An addition to his observations would be
the native euphemism PDA (Public Display
of Affectation) which is used in its abbreviated,
acronymic form in order not to cause shock
or embarrassment. A further linguistic observation
on this term is the fact that it is a negative
polarity item, that is to say it is always
used in a negative linguistic context such
as I am not in favour of PDA, how
dare you, you pervert!
Furthermore, an endemic
sense of female machismo (according to Doctor
Silentiarius the equivalent of the Martian
femininity) is based exactly
on this aversion towards PDA. A female which
has developed a certain peer sex bonding
would find it insulting and swear she would
never be caught in flagrante delicto holding
a males hand. However, this does not
imply that a similar feeling would arise
if the event was a mere four-legged beast
simulation.
*
But even English diet
seems to me to give the intellect heavy
feet, in fact, Englishwomans feet...
Nietzsche, Ecce Homo, Why I am so
clever, p.30
What Englishwomen lack
is the light-footed mobility of those Europeans...
Vogue, January 1997, p.89
In order to enhance
a sense of female machismo, indigenous females
favoured the adoption of military boots
and military marching techniques.

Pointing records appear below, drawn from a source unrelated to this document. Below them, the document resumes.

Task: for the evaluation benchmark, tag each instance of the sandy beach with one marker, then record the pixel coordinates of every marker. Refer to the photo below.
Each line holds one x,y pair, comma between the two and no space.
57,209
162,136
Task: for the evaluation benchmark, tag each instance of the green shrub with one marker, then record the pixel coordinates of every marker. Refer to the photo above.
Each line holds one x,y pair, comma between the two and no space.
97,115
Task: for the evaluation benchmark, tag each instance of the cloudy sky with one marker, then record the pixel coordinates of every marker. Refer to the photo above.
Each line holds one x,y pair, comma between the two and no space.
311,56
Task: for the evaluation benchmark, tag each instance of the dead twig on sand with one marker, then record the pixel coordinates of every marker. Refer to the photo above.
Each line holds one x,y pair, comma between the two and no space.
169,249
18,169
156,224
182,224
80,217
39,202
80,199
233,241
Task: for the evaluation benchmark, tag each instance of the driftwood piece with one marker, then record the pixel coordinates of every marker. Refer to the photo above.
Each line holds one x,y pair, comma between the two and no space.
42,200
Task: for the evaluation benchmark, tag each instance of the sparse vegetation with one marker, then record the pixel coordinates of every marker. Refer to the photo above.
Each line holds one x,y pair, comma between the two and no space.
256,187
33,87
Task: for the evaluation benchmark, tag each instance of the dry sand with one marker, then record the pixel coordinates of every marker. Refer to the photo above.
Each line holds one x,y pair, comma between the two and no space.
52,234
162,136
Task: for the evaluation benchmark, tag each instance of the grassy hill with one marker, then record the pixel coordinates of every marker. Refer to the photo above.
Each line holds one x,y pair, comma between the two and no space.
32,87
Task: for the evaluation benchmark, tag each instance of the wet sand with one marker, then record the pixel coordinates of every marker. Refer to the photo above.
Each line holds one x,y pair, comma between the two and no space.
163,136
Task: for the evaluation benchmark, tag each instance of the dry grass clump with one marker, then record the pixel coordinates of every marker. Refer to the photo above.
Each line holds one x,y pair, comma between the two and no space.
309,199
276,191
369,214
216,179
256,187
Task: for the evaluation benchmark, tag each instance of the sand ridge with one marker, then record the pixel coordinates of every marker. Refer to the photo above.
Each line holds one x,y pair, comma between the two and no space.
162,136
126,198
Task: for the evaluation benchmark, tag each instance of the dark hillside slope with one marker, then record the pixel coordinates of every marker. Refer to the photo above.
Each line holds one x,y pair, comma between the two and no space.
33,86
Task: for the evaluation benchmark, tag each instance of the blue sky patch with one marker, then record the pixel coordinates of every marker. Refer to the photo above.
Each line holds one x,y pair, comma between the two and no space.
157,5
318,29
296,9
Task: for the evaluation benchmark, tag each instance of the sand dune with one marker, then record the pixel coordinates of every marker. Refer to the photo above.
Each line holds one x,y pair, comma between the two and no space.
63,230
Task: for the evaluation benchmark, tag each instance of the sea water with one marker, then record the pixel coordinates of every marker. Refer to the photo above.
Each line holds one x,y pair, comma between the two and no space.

Is this
because they believe that it makes them
more attractive and leads them to a higher
number of four-legged beast simulations
than their non boot-shod and non military-marching
co-native females. Or is it some form of
female machismo?
*
I remember the very
day, sometime during the first two weeks
of my five-year amorous sojourn in Brutland,
when I was made privy to one of the most
obtuse of their utterings. The time was
ripe for that major epiphany, for my initiation
into the sacred knowledge -or should I say
gnosis- of that all-important, quintessentially
Brutish slang term, the word that endless
hours of scholastic education by renowned
mentors, years of scrupulous scrutiny into
scrofulous texts, had disappointingly
failed to impart to me, leaving me with
that deep sense of emptiness begotten by
hemimathy; the time was finally ripe
so as to be transported by the velvety feel
of the unvoiced-palato-alveolar fricative,
the elan of the unpronounceable and masochistically
hedonistic front-open-rounded vowel, and
last but not least, the (admittedly short)
ejaculatory quality of the voiced-velar-stop:
all three of them combined together to form
that miraculous lexical item, the word shag.